28 Pa. Code 211.12(d)(3)(5) Nursing Services.







 Plan of Correction - To be completed: 11/05/2025

- Actions taken for the situation identified:
Facility immediately implemented adaptive eating equipment per physician orders for Resident 12. Orders and care plan were reviewed, and no other errors were identified. Resident 12 suffered no ill effects from failure to provide adaptive equipment per physician order, as evidenced by intake reviews.

- How the facility will act to protect residents in similar situations:
Facility baseline audit was completed to ensure that adaptive equipment orders are being followed and equipment is in place.

- System changes and measures to be taken:
The Director of Nursing/designee has all educated all staff on following physician orders for adaptive equipment and communicating those order changes with the Interdisciplinary Team.

- Monitoring mechanisms to assure compliance:
The Director of Nursing/designee will perform adaptive equipment order/observation audits to ensure devices are in place, as ordered by the physician. This audit will be completed three (3) week x four (4) weeks, then monthly x two (2). Noted areas of non-compliance will be addressed upon discovery.

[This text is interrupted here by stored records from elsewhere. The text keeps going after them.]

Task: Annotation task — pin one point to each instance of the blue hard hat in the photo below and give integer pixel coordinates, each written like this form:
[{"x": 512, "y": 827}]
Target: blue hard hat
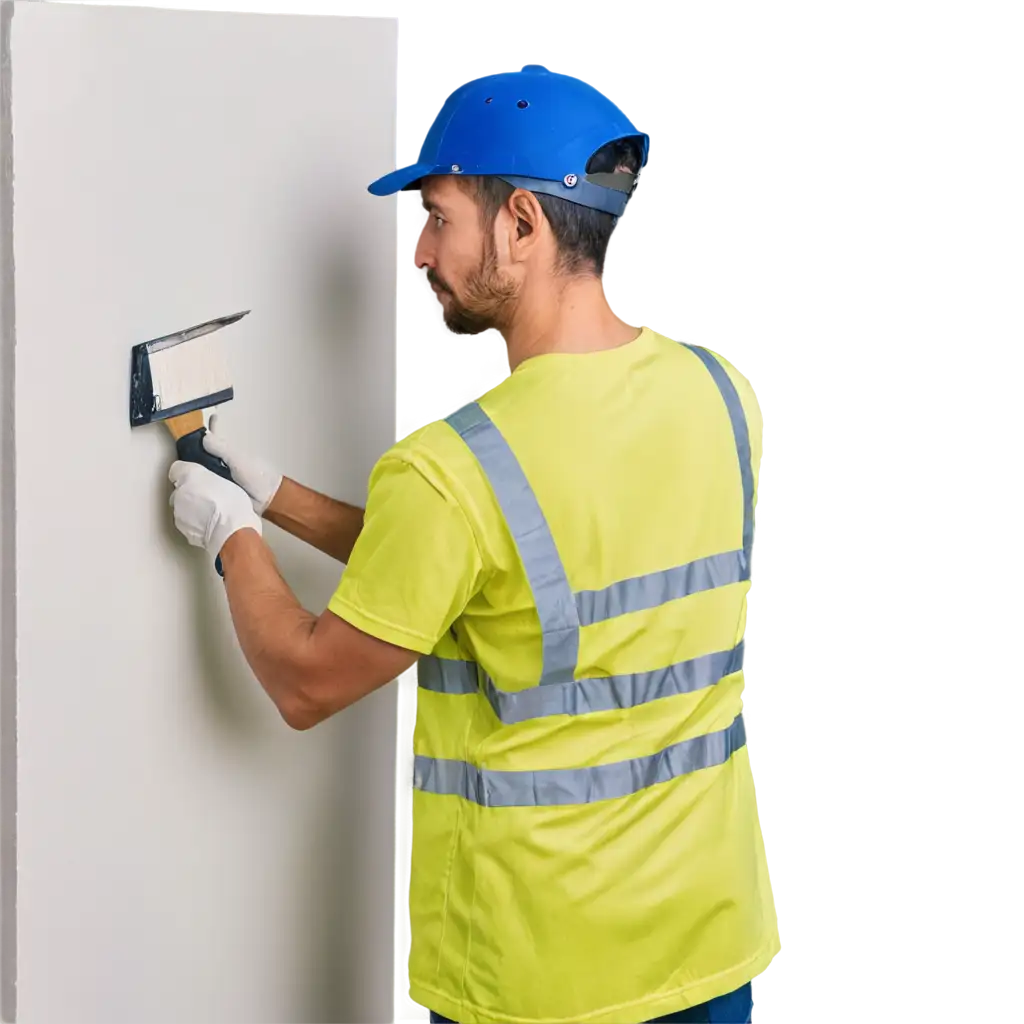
[{"x": 534, "y": 129}]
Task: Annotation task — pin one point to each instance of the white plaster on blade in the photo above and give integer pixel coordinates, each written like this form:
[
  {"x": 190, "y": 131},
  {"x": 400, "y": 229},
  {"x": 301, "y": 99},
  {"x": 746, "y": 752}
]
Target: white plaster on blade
[{"x": 189, "y": 372}]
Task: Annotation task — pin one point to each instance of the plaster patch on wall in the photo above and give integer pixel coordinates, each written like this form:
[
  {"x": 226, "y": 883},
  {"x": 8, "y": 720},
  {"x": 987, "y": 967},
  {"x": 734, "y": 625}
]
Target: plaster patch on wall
[{"x": 8, "y": 699}]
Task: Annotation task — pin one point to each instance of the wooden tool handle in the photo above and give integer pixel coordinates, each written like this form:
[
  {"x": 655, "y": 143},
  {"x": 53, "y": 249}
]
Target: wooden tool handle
[
  {"x": 188, "y": 431},
  {"x": 184, "y": 424}
]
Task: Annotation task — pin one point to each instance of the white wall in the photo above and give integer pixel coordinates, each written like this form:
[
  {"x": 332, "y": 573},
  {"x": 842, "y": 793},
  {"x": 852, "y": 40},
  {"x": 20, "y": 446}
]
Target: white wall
[
  {"x": 8, "y": 694},
  {"x": 182, "y": 856}
]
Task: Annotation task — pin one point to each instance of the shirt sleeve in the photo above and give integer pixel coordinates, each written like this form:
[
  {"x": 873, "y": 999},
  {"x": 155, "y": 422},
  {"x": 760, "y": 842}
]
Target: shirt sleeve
[{"x": 416, "y": 564}]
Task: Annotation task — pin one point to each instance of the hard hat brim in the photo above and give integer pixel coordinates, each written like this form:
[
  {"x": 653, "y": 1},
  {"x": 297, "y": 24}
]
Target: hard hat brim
[{"x": 401, "y": 178}]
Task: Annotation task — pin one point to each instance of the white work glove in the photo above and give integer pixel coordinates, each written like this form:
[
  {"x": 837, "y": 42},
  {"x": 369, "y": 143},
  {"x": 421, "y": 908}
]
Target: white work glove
[
  {"x": 258, "y": 479},
  {"x": 209, "y": 509}
]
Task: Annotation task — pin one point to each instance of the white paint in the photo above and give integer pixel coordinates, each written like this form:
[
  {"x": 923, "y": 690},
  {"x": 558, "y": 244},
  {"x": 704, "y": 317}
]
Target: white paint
[
  {"x": 189, "y": 371},
  {"x": 182, "y": 856}
]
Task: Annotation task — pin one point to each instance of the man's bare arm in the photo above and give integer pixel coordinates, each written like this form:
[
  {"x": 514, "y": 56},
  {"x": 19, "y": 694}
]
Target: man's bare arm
[{"x": 328, "y": 524}]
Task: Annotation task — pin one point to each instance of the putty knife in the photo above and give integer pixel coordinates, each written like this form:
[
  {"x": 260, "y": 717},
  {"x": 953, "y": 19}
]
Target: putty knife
[{"x": 173, "y": 379}]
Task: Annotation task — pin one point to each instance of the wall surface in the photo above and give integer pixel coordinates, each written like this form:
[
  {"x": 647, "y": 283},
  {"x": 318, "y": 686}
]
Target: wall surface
[
  {"x": 8, "y": 694},
  {"x": 182, "y": 855}
]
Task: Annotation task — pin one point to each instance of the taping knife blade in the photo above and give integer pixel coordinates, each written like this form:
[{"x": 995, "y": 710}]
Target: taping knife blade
[{"x": 177, "y": 376}]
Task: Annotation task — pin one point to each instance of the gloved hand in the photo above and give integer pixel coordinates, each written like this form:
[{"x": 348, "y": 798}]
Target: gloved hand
[
  {"x": 209, "y": 509},
  {"x": 258, "y": 479}
]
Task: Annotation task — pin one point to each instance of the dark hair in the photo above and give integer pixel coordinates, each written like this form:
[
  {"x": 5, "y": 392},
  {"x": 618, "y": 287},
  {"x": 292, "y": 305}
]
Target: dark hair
[{"x": 583, "y": 235}]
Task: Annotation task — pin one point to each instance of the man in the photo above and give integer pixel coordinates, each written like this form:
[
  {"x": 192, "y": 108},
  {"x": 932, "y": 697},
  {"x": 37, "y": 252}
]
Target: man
[{"x": 568, "y": 561}]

Audit results will be reviewed through monthly Quality Assurance Performance Improvement Committee meetings for additional recommendations as necessary, and further action plans and audits will continue until substantial compliance is achieved. Ongoing self-monitoring will help to ensure facility continues to meet quality standards.

- Date Corrective Action will be completed:
Substantial compliance is expected by November 5, 2025.